How It Works¶

The problem with if/else¶

With a normal program, exceptions carry enough information to branch on:

except ValueError:
    handle_bad_input()
except HTTPError as e:
    if e.status == 429:
        retry()

With an LLM agent, the same RuntimeError("something went wrong") can mean nine different things depending on what the agent was doing, what it called, and what it said before failing. The failure lives in the trajectory, not the exception:

A loop isn't an exception — it's three identical steps
A hallucination isn't an exception — it's the LLM asserting something the tools didn't return
A schema mismatch might surface as a ValueError, a JSONDecodeError, or a model-specific error string

if/else on the exception string misses most of this.

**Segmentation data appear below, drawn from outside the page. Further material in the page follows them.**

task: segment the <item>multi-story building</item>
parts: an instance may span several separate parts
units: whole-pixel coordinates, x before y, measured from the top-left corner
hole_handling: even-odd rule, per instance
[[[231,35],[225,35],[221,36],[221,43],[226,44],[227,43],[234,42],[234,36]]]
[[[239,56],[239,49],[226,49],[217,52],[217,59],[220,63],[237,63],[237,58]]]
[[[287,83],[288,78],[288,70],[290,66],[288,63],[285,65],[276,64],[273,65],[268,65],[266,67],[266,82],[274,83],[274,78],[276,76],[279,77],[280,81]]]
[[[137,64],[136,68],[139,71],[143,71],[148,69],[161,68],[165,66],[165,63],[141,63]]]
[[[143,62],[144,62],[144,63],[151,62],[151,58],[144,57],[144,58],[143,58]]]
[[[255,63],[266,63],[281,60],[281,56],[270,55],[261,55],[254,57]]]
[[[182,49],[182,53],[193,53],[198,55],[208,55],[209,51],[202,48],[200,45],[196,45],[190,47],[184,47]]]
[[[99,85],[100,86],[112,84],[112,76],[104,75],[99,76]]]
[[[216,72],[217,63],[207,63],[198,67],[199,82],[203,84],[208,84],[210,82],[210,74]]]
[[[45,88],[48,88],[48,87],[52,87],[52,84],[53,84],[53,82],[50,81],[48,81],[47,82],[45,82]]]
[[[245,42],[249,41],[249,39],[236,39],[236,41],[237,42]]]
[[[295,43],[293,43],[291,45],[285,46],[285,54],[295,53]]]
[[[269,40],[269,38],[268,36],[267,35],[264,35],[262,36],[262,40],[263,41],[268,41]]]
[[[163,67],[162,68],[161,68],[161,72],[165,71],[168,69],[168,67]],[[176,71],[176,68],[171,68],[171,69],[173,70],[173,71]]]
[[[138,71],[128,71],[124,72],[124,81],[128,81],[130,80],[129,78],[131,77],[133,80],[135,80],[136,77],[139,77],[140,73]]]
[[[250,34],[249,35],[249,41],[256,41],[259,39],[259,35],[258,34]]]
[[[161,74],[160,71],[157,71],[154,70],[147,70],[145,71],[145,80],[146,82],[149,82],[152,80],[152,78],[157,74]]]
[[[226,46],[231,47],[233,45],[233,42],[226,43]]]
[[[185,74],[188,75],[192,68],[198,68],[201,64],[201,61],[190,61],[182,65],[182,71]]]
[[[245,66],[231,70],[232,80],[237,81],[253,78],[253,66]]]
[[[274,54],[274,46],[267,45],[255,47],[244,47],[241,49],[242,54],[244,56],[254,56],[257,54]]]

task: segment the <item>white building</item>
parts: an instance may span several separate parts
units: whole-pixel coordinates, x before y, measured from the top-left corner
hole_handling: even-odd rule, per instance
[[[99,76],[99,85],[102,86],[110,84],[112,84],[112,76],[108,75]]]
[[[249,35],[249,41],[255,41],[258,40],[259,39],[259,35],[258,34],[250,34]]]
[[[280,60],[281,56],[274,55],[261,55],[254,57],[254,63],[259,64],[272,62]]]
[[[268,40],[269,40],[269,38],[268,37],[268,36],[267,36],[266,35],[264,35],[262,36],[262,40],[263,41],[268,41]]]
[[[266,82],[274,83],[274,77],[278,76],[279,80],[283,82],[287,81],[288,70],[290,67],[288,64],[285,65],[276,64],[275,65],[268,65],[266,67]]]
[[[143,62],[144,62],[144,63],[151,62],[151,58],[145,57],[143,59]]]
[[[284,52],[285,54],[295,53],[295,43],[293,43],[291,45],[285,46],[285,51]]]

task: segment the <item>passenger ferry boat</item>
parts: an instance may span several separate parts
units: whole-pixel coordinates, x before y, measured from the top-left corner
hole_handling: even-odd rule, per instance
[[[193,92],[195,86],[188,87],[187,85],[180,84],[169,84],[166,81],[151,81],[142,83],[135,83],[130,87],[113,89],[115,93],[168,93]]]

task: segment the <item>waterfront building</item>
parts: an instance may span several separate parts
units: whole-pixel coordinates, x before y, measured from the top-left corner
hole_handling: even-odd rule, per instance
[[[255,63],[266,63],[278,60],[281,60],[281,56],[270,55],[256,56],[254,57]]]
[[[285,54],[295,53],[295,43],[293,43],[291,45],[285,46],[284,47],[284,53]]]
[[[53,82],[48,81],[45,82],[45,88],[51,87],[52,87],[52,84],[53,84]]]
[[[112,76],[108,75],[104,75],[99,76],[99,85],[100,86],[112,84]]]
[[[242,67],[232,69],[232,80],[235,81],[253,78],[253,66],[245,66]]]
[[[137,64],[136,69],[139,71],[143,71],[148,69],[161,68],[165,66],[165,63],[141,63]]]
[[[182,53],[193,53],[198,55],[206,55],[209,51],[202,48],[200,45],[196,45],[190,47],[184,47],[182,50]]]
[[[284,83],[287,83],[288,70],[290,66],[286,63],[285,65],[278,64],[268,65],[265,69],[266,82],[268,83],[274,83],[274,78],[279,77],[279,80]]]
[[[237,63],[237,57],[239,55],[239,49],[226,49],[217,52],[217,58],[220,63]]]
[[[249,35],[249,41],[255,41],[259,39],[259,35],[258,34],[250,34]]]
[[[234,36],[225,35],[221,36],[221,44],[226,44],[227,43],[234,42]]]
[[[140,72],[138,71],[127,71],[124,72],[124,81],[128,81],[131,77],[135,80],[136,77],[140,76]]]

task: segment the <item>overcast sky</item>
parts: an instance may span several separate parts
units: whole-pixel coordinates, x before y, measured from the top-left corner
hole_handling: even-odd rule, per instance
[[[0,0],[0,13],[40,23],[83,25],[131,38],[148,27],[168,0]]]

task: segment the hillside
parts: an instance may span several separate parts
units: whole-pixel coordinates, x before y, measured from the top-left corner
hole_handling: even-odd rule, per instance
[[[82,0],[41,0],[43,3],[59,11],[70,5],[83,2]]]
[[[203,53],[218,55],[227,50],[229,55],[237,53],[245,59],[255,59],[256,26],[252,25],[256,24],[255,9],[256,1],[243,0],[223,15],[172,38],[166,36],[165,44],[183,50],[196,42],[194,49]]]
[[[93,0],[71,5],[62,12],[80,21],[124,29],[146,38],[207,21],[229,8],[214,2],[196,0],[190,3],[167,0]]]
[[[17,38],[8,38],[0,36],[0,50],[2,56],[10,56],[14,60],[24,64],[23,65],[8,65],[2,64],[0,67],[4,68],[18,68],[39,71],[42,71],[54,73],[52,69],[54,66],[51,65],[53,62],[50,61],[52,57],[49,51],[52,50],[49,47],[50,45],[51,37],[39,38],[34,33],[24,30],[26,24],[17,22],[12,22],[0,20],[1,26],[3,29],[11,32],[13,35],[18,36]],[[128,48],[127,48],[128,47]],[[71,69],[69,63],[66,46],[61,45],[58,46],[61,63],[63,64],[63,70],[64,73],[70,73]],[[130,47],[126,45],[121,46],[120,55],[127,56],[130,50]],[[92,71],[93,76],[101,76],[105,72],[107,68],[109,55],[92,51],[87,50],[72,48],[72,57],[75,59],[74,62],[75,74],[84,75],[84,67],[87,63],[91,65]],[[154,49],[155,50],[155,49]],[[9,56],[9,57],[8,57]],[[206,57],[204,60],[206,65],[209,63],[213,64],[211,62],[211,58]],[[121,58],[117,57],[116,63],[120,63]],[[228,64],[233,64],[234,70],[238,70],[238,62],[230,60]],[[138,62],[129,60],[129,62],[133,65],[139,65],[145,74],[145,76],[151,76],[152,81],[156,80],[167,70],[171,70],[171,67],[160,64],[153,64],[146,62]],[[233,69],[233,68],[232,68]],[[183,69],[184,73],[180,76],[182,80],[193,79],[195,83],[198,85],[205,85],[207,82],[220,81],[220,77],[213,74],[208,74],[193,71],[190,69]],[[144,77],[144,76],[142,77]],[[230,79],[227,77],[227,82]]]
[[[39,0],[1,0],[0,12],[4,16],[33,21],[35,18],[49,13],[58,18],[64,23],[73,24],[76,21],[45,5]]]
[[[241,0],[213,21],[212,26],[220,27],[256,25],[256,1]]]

It also collapses distinct failures into one code path and has to be reimplemented in every agent.

The triage loop¶

┌─────────────────────────────────────────────────────┐
│                    Agent.run(task)                   │
│                                                      │
│  while True:                                         │
│    try:                                              │
│      result = await fn(task, record_step=...,  ─────┼──▶ your agent fn
│                         update_state=...)            │    calls record_step()
│      await drain_checkpoints()                       │    and update_state()
│      return result          ◀── success              │
│                                                      │
│    except Exception:                                 │
│      failure_type = classifier.classify(trajectory)  │
│      ctx = FailureContext(failure_type, trajectory,  │
│                           attempt_history, ...)      │
│      action = await policy.dispatch(ctx)             │
│      kwargs = execute_action(action)  ───────────────┼──▶ RETRY / REPLAN /
│      attempt += 1                                    │    ROLLBACK / RESUME /
└─────────────────────────────────────────────────────┘    ESCALATE / ABORT

Step 1 — Record steps¶

Your agent calls record_step(Step(...)) for each observable action. triage injects the callback — nothing to import. Optionally call update_state(dict) to persist data into checkpoints.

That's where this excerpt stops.